Those are the first words spoken after the big "plot reveal" in one of the final chapters of Harry Potter and the Deathly Hallows. I only just finished reading my copy, and I won't give anything away here, but suffice it to say that JK Rowling has rewarded the patience of Potter followers everywhere. My gosh, what a ripping good tale. I sat up at night with my feet on the sofa, turning pages, unable to stop, swinging between astonishment, disbelief, and "ah, of course." With this book, Rowling has taken Harry on the ultimate Hero's Journey, and given us a fitting ending to an epic tale that children and adults will talk about--and perhaps debate--for years to come. Along the way, she dealt with nearly every character introduced throughout the series--some, tragically, some happily, some dropping in just to say hello.
What a ride it has been! I started reading the series a few years ago when one of my children expressed an interest in reading the first book. I didn't know much about the book at the time, but I thought it prudent to read through it a bit before I let my kid do so. Imagine my surprise when I found I couldn't put it down. In fact, I avidly sought out the other books in the series, and broke my rule of buying hardback for the last two books because I couldn't wait to read them. (I have nothing against authors who sell in hardback--I just don't have the greenbacks to afford it, so I generally wait until they come out in...paperback.)
Isn't it the dream of every author to craft an enduring tale that captivates audiences everywhere? To be the one to write the story other people will write books about for years?

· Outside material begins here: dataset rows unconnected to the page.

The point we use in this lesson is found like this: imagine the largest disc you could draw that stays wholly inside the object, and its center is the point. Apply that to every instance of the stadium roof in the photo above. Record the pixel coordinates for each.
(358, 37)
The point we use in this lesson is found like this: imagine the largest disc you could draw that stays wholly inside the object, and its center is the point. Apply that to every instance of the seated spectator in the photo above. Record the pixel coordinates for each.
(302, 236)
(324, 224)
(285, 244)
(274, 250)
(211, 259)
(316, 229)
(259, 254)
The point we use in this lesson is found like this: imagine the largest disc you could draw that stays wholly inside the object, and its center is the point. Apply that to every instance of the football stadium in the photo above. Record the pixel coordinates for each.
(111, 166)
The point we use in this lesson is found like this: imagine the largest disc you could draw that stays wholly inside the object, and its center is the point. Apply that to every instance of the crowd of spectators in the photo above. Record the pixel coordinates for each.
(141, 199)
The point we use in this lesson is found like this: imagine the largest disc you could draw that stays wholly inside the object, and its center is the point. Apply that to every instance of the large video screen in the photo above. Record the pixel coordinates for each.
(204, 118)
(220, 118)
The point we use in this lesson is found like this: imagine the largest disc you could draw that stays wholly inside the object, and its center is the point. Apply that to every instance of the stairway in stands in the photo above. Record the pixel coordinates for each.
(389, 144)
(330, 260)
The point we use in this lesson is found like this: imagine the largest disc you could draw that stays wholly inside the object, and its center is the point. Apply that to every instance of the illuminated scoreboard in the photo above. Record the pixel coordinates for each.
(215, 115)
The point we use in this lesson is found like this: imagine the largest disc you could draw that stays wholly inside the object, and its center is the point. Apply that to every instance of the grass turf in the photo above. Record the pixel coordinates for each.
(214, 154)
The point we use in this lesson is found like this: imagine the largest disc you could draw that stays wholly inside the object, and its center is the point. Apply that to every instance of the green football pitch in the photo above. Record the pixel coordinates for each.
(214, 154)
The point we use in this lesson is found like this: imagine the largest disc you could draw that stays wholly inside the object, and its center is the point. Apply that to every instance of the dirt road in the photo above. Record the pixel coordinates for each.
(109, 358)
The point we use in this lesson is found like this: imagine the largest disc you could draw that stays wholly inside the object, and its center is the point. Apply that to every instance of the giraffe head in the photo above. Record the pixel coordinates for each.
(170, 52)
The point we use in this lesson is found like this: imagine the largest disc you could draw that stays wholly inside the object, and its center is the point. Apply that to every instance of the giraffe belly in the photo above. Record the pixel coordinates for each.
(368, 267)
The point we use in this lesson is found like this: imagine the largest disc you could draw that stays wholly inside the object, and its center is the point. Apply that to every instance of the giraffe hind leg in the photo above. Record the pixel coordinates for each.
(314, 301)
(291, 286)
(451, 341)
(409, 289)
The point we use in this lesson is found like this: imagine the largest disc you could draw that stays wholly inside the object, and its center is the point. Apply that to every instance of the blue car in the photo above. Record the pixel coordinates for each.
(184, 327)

While I was in the bookstore the other day, browsing the children's aisles for good research books (great place to get books that explain difficult concepts easily), I saw an entire rack of books about the Potter phenomena--books devoted to guesses about what Rowling will write, how Potter's story will end, and not to mention the puzzles, word games, role plays, computer games, etc....
I often wonder, though, the pressure that this sort of attention puts on the author who has written a story others take ownership of. We, the public, are highly invested in what happens to Harry, and woe to she who does not comply with our expectations. I think I admire Rowling not just for her ability to write such fantastical stories into which we all can disappear, emerging hours later scattered with dragon dust and dreaming of wizards, but to keep writing those stories, despite the pressure to produce more, and faster, and better, and different, all the while keeping it the same. Hats off to Harry, ladies and gentlemen, and hats off to JK Rowling.